Now, all I’ve really done so far on the iPhone is read the users’ manual, something that would have been nice to have on the 950 XL. I have not explored many other features of the books app, nor have I tested it with files in different formats. All the same, I have no hesitation in saying, here, the iPhone 11 is the winner.


image: concrete

UPDATE

The Books app has a dreadful bug. I loaded some books on my iPhone, put them in the App, looked at a couple. I returned to them a week later: they’d been deleted.

I actually wanted to check my camera’s manual, but found the Books app had deleted all my photography books from the iPhone. Fortunately for me, I was at home at the time, so could nip upstairs and check the info on my iMac. Macos doesn’t randomly delete information, unless instructed to do so by the iPhone’s abortion of a podcast app (deleted from my iPhone, but not, unfortunately, from the universe).

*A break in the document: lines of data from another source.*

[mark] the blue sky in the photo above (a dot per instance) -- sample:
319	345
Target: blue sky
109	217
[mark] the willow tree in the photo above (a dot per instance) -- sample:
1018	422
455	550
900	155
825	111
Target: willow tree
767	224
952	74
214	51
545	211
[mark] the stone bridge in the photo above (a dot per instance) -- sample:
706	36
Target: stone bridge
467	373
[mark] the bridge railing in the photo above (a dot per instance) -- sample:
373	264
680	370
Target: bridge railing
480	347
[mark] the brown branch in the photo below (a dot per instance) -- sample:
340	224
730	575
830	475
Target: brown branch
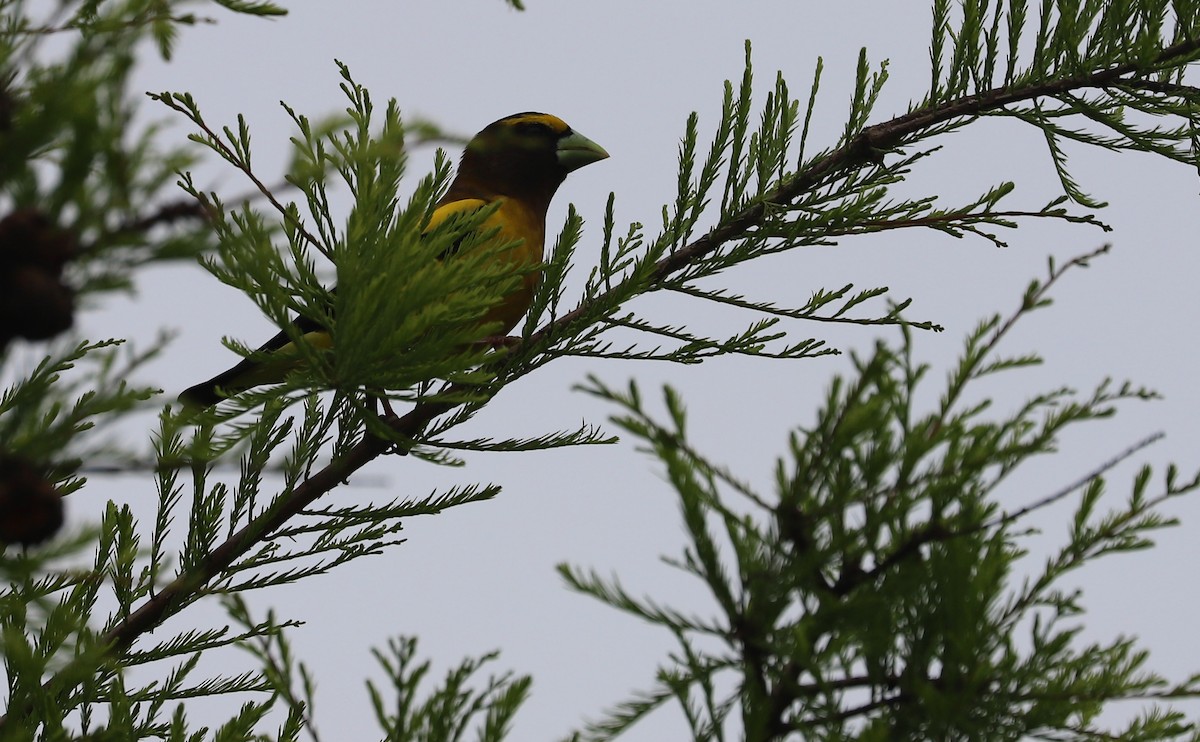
858	150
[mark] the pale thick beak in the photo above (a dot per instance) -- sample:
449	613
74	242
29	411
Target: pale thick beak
575	150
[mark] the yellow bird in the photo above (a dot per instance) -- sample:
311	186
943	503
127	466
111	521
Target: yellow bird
519	161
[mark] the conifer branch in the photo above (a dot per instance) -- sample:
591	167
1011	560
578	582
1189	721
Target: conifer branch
863	148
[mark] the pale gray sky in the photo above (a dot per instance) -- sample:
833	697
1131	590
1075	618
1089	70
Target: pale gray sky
627	73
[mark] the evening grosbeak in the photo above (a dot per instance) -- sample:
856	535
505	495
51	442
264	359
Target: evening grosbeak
517	162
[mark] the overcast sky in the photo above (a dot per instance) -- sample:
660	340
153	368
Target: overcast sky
627	73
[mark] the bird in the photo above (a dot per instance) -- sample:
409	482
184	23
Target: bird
517	161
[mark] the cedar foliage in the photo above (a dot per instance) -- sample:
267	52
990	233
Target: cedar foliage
869	597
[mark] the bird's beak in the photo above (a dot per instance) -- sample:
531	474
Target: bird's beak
575	150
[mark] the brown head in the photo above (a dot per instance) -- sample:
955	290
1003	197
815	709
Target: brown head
525	156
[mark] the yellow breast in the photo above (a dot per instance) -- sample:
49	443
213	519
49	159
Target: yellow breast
513	221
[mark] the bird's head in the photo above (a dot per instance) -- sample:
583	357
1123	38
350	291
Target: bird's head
525	155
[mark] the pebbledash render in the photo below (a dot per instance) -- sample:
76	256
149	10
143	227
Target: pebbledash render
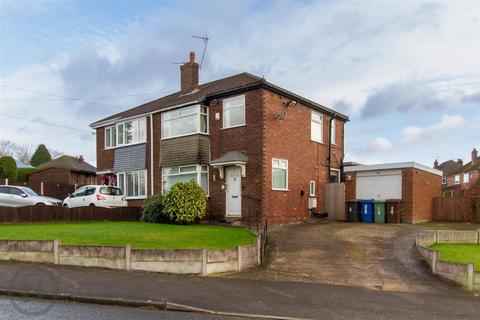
256	149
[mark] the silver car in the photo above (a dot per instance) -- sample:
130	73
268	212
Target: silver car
18	196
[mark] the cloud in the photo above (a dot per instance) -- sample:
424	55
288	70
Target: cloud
447	125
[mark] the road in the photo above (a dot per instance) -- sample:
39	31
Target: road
22	309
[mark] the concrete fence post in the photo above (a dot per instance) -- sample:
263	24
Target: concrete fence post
56	253
128	257
470	271
204	261
239	258
434	261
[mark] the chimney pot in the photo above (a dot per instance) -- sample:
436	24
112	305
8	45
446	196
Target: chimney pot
189	75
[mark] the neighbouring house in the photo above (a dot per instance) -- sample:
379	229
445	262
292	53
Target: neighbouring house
255	148
64	170
415	185
457	176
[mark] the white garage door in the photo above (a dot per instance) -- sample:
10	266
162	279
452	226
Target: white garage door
379	185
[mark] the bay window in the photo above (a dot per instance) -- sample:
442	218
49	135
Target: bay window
184	121
133	184
234	112
279	174
173	175
131	132
110	137
317	127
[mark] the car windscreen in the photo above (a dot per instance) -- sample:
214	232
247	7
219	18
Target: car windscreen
29	191
111	191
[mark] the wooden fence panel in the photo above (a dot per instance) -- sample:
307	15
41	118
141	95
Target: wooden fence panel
453	210
52	213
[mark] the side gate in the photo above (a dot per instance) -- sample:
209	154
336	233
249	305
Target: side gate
334	201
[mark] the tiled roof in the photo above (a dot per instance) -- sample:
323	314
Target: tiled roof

This is obviously completely unacceptable, and is another reason to keep my Windows Phone. That phone has never ever deleted non–cloud files spontaneously (there is, or was, a OneDrive bug that means it wrongly deletes downloaded files, but that has a workaround).

Unless I can find a work around for this dismal Books bug, I will have to remove it from my phone. Applications that delete data at random are utterly unacceptable.

I suspect this might be an iCloud issue. I allowed the iPhone to be backed up to iCloud. However, Apple soon started nagging me to spend more money on iCloud, which I have absolutely no intention of doing: their prices, like all cloud prices, are ridiculous.

I can understand why they presume I don’t have my stuff backed up, many people are idiots in this regard, so their nags to keep a full backup make some sense. But, actually, I already back up my stuff up: indeed, those books were copied from my own, reasonably priced, cloud.

Anyway, I didn’t want their backup, so I deleted it (from my iMac). I now wonder whether, iCloud, insulted, presumed that, because I’d deleted the unwanted backup, that meant I didn’t want the original data. That would be very silly of it, but perhaps the designer of the world’s shittiest app was involved in the design of this app too.

In consequence, incidentally, whatever the cause of the flawed behaviour by the books app, I reverse my original conclusion that the iPhone is better; clearly, because it doesn’t destroy valuable property, the Windows Phone is ahead. It has many flaws when it comes to books, but it doesn’t do a Fahrenheit 451 on them.

I’ve looked around online, and the Books app is famous for deleting data. It goes. FFS, what is wrong with the people at Apple? Have they not learned from their arrogance of the 1980s, the arrogance that almost killed the company? How dare the decide for me what I want to read? How dare they decide to prevent me reading things by deleting them at random. FFS.

I’m coming to the conclusion that buying this iPhone was a big mistake.